Molecular Quantification Toolkit
Study Life in Motion
ZEISS imaging systems enable experiments involving photobleaching, photoactivation or ratiometric imaging. This toolkit provides advanced functionality for acquiring and analyzing such experiments, including dedicated user interfaces for Fluorescence Recovery after Photobleaching (FRAP), Förster resonance energy transfer (FRET) and ratiometric analysis.
Pixel-Precise Photomanipulation
Your Prerequisite for Successful Photobleaching Experiments
Photobleaching and photoactivation experiments require a precise definition of the cellular compartments for organelles or condensates to be manipulated. ZEN Molecular Quantification Toolkit lets you easily configure regions of interest, either by hand or by automated analysis, and separate them into bleaching or control regions. Thanks to laser technology on the confocal system, these regions are then targeted pixel-by-pixel, at the most efficient wavelength and intensity.

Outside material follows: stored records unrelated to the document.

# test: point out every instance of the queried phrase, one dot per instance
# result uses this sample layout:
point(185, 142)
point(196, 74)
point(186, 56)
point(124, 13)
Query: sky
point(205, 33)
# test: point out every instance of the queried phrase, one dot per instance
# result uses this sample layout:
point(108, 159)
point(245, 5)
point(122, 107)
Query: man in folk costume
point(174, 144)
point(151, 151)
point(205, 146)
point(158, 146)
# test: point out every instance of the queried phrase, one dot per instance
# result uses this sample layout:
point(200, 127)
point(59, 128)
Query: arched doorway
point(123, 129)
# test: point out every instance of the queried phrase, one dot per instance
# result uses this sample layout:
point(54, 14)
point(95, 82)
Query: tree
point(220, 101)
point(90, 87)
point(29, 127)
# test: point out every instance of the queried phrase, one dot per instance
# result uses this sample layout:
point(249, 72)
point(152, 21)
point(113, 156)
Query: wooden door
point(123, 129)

Guided Analysis and Visualization
Complex Analysis Made Simple and Visually Appealing
Molecular dynamics experiments imply sophisticated analysis requiring the integration of reference regions or images or exponential curve fitting. The toolkit provides guided analyses for photomanipulation applications, such as diffusion constants from 1st or 2nd order kinetics in FRAP, all typical methods for FRET efficiency calculation, and a flexible ratiometric analysis. Moreover, it also provides ways to beautifully visualize the results.
Workflow Customization and Automation
Maximize the Potential of Your Dynamics Experiments
The toolkit further offers customization and automation on different levels. You can modify acquisition parameters such as frame rate in real-time to capture rapid kinetics. Bleaching protocols can be optimized in terms of intensity, wavelength or dwell time to find the optimal conditions for each fluorophore. And having established your optimal parameters, you may go on and perform bleaching experiments fully automatically over arbitrary numbers of regions and image scenes.
What is FRAP?
FRAP Principle
Unveil Molecular Dynamics with Photobleaching
The Fluorescence Recovery After Photobleaching (FRAP) method serves the investigation of a fluorescent molecule's mobility. The fluorophores are irreversibly inactivated in a small region. The rate at which nearby fluorescent molecules exchange with this region allows determining the diffusion rate, and the amount of bound and unbound molecules.
FRAP Variants
Photobleaching Methods and When to Use Them
Beyond standard FRAP, various related methods exist. Inverse FRAP (iFRAP) and "Fluorescence Loss In Photobleaching" (FLIP) help determine whether a region (e.g. an organelle) is actively exchanging with its environment or isolated. "Fluorescence Localization After Photobleaching" (FLAP) allows precise spatial determination of the target molecules. The toolkit supports all these methods.
What is FRET?
FRET in a Nutshell
Physical Principle and Molecular Design
For measurements, FRET uses the physical principles of Förster transfer, an energy transfer between two matching fluorophores in very close proximity (< 10nm). This reveals precise details of protein dynamic association or dissociation.
The Acceptor Photobleaching Method
Förster Energy Transfer Made Easy
The toolkit has dedicated workflows for the two main FRET methods, the first being the Acceptor Photobleaching. Here, a region of interest is bleached in the acceptor channel. This leads to an inactivation of the acceptor and precludes any Förster energy transfer from the donor.
The Sensitized Emission Method
FRET with Full Spatial and Temporal Resolution
Sensitized Emission allows measurements in live imaging mode and precise localization of FRET events. This requires recording of reference samples and separate donor and acceptor spectra, but the image correction can conveniently be done with the help of an analysis wizard. Three different algorithms optimized for different molecule densities are available.